Bang (Kamisha) portrays a woman with two starving children who has been rejected by nearly everyone and pushed to her limit.
Love or Loyalty (Tyra) examines the bonds formed between women in prison.
Trans-Parent (Jamie) explores the complicated relationship between a mother and daughter.
The Devastating Game (Beverly) examines the psychological and emotional complexities of sexual abuse.
For They Know Not (Aimee) chronicles a woman’s battle with heroin addiction.

What does Chukwu predict audiences will find in the first efforts from these writer/directors?

“Quality storytelling,” she says. “Authenticity and a realness. These stories are not autobiographical but they’re inspired by some real emotional moments. And I think what you’re going to see is how systemic obstacles and oppressions and abuses have intersected with some of the lives of some of the writers and directors in their stories. You’re going to see the intersection of these kinds of gendered oppressions and abuses that women and girls specifically navigate and can sometimes lead to their incarceration. You’ll see those in narratively interesting ways. Every film is different, but they’re powerfully — they’re technically well done.”

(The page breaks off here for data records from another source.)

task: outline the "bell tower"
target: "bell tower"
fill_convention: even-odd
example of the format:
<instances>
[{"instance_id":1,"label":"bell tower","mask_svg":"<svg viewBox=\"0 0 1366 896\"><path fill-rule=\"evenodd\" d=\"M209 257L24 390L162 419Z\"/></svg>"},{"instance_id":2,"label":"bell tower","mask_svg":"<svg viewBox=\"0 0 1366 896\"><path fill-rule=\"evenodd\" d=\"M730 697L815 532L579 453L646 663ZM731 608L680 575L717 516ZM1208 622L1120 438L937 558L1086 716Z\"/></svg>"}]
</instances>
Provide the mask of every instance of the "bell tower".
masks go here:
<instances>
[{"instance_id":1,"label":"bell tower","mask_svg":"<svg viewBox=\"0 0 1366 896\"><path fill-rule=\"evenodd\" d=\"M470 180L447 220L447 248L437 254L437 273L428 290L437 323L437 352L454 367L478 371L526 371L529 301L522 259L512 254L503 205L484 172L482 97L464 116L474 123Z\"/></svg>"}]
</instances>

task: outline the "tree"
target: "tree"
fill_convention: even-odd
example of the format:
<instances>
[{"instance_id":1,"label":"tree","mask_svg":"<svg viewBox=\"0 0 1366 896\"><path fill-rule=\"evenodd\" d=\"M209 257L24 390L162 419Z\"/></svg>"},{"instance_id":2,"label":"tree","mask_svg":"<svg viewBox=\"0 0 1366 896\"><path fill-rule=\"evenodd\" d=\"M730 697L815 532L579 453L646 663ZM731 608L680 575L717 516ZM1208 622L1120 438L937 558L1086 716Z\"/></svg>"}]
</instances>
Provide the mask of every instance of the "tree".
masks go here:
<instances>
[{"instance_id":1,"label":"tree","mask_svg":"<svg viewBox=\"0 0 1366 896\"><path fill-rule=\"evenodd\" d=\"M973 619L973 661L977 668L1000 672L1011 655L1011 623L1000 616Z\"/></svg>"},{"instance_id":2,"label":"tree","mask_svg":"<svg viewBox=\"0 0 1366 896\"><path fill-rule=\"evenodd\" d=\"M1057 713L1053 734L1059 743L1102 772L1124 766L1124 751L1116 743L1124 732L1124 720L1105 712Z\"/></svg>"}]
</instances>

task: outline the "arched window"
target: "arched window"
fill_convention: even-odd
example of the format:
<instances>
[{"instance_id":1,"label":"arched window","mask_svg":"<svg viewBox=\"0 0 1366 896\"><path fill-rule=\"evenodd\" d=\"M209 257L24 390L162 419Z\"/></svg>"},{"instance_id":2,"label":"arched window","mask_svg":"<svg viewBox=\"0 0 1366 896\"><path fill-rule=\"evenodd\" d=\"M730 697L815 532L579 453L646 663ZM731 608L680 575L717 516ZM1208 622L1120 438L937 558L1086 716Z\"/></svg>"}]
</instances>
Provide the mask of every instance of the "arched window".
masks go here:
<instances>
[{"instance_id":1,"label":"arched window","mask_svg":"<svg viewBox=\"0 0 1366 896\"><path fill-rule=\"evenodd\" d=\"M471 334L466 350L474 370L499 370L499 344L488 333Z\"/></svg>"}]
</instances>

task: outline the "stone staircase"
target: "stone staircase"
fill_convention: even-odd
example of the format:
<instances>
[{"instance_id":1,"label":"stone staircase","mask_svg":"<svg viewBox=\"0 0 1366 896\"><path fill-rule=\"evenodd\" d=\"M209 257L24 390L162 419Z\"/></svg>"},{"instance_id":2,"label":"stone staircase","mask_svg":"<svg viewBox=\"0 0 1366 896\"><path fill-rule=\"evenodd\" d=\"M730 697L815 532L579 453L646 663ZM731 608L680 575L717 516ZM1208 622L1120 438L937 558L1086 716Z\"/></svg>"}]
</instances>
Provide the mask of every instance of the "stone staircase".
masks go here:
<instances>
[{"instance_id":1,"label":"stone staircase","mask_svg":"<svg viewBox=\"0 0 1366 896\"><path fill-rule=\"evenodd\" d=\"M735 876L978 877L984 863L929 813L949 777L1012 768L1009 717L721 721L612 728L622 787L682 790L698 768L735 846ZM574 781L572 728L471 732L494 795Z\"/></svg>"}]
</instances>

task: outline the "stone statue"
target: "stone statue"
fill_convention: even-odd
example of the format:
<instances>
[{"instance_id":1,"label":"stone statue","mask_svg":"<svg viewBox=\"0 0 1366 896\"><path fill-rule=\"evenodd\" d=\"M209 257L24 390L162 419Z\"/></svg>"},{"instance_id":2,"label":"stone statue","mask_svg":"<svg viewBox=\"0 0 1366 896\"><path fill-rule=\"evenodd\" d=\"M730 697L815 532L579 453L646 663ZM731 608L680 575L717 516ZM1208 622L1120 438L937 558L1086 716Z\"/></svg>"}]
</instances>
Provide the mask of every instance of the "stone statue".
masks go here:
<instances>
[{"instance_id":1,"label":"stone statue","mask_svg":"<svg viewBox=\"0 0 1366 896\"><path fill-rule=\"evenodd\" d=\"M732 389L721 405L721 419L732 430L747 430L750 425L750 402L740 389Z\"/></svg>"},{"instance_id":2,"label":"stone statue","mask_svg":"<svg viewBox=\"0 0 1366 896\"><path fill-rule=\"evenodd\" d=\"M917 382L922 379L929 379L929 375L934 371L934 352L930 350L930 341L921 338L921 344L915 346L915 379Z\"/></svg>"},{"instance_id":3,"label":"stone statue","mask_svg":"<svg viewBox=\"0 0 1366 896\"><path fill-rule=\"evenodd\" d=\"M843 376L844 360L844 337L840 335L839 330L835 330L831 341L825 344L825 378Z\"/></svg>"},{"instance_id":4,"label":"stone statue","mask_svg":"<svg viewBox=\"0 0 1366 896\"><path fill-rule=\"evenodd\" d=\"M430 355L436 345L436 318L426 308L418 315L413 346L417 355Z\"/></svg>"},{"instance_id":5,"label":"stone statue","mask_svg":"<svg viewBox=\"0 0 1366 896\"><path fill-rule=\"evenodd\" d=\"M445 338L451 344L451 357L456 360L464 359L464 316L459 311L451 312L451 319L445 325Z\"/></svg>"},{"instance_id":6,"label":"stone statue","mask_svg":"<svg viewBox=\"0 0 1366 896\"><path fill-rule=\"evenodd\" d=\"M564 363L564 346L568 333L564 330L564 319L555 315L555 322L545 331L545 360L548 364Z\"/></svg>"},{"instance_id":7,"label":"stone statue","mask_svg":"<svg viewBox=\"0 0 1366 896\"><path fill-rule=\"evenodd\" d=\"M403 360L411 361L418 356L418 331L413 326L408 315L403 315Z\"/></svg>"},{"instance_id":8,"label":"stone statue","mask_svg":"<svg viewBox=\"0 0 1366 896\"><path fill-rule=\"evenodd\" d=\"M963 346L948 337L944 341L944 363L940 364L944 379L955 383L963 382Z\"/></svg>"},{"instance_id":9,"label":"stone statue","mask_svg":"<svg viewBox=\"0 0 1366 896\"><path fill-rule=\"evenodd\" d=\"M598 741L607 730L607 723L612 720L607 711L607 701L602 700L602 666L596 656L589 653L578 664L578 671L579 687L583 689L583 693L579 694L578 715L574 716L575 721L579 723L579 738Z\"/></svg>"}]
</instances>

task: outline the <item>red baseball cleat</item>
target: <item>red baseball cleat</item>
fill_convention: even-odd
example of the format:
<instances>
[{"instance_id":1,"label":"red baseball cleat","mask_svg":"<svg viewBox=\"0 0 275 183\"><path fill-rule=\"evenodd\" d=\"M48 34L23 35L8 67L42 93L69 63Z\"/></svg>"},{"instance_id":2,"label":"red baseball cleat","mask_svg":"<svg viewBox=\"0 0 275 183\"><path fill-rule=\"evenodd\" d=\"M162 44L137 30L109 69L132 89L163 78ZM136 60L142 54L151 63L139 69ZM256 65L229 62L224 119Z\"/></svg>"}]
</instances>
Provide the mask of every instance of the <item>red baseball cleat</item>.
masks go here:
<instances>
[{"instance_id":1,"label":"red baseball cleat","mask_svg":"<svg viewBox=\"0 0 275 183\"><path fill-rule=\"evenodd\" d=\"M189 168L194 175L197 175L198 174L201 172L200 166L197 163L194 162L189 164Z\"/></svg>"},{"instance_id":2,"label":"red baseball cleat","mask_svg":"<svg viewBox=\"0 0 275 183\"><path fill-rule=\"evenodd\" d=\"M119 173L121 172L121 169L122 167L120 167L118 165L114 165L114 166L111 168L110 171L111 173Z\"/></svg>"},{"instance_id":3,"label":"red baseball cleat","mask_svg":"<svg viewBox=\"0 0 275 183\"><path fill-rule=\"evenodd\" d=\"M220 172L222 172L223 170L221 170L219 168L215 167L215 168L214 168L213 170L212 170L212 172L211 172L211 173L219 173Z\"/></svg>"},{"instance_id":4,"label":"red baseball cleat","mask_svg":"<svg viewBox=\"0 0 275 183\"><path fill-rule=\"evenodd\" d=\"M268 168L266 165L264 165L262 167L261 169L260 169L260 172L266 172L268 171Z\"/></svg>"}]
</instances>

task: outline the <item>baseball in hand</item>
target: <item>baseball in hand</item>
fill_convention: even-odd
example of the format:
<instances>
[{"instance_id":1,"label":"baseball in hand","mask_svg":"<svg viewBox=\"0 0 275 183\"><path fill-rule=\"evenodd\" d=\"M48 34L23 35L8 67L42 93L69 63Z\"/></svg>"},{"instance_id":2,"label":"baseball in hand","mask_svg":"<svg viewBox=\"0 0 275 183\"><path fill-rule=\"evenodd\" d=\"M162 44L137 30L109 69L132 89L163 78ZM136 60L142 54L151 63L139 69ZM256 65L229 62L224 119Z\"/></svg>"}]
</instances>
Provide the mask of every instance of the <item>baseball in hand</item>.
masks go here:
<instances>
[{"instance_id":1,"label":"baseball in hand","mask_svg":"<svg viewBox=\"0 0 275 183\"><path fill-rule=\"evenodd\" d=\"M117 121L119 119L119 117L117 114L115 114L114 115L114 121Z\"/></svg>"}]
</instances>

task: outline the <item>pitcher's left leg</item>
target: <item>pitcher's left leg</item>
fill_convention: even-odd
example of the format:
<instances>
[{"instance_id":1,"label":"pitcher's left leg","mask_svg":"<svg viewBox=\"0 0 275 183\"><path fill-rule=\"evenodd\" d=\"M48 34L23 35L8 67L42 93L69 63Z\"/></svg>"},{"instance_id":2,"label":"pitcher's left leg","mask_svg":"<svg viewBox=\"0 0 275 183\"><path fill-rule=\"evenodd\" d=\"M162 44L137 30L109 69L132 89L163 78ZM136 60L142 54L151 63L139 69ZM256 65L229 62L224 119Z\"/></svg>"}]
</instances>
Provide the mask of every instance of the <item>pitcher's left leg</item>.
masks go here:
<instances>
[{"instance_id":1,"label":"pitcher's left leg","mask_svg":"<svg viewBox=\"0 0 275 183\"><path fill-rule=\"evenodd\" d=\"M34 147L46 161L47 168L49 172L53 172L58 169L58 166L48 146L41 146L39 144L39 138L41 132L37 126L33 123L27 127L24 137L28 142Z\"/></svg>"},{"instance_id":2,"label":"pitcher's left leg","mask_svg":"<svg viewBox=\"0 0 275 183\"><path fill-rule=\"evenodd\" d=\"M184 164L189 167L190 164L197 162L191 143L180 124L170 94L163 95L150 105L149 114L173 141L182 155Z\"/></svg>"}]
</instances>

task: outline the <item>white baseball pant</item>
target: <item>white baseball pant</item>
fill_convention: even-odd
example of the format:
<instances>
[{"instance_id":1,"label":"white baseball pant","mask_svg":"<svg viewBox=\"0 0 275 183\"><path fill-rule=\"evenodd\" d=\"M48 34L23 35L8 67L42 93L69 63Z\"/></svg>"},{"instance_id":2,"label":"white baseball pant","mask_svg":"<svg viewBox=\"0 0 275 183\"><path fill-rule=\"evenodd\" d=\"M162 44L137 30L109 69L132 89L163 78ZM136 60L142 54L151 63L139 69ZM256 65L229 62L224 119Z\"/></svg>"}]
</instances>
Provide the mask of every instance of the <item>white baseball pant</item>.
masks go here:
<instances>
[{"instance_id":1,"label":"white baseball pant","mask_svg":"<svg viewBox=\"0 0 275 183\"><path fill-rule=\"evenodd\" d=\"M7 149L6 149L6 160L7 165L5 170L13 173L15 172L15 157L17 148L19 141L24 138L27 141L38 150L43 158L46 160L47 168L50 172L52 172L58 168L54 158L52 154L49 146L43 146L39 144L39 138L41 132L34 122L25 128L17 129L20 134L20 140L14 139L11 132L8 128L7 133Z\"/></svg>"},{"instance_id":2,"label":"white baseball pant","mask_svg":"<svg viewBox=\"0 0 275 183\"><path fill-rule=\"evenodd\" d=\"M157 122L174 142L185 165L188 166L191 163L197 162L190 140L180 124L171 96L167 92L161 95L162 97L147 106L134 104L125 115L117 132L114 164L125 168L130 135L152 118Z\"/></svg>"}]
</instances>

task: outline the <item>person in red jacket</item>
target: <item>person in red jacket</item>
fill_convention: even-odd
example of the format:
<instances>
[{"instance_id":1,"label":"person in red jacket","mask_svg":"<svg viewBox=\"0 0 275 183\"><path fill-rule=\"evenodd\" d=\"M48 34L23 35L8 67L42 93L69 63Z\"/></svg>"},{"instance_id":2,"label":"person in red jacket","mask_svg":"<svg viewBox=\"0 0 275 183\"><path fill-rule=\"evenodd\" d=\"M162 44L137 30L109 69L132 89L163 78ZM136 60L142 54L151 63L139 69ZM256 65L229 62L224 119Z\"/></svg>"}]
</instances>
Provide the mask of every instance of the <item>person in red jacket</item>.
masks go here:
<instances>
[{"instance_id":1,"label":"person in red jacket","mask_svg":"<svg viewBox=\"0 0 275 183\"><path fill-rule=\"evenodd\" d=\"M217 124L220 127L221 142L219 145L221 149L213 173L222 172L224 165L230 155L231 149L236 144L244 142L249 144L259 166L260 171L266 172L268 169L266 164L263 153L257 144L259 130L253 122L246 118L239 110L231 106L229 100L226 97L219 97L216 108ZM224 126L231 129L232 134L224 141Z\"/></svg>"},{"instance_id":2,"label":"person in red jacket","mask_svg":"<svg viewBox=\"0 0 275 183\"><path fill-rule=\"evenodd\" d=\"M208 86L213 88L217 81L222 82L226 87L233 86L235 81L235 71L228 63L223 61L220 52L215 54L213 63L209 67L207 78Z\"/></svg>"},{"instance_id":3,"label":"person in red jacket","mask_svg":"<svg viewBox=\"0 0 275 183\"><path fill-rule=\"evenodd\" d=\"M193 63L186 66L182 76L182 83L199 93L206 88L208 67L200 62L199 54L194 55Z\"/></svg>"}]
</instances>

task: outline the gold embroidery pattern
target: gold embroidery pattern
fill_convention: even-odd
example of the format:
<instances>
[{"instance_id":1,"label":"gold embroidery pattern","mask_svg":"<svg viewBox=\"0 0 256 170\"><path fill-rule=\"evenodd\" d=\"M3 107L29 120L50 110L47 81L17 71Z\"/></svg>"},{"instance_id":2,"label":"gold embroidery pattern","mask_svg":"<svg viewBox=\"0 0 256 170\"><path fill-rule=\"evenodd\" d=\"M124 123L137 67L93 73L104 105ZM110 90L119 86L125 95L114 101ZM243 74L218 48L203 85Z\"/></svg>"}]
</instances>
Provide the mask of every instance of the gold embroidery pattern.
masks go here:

The work doesn’t stop there, though. Chukwu expects Pens to Pictures to become an annual program and has extended its reach with the help of the Wex through a local educational program aimed at budding young Columbus filmmakers.

10 Girls/10 Weeks offers weekly three-hour sessions to help girls explore a variety of filmmaking facets, ultimately aiming to empower them to tell their own stories with screenplays.

Participants will be recruited in partnership with local social service agencies and schools. Besides screenwriting classes, the program offers local and regional field trips to visit women filmmakers and a variety of college and university film programs.

You can catch two Pens to Pictures screenings on Wednesday, September 6.

Pens to Pictures will screen first at 3 p.m. and features a preview of the films as well as a conversation with Chukwu and two of the featured writer/directors—Jamie Ochs and Beverly Fears.

The 7 p.m. program includes a screening of a documentary short chronicling the inaugural year of Pens to Pictures, as well as a panel discussion featuring Chukwu and a number of other experts covering issues facing incarcerated women today.

Between screenings, from 5 to 7 p.m., Wex will host a Take Action: Networking and Resources session. Contacts from non-profit and advocacy organizations concerning mass incarceration will be on-hand.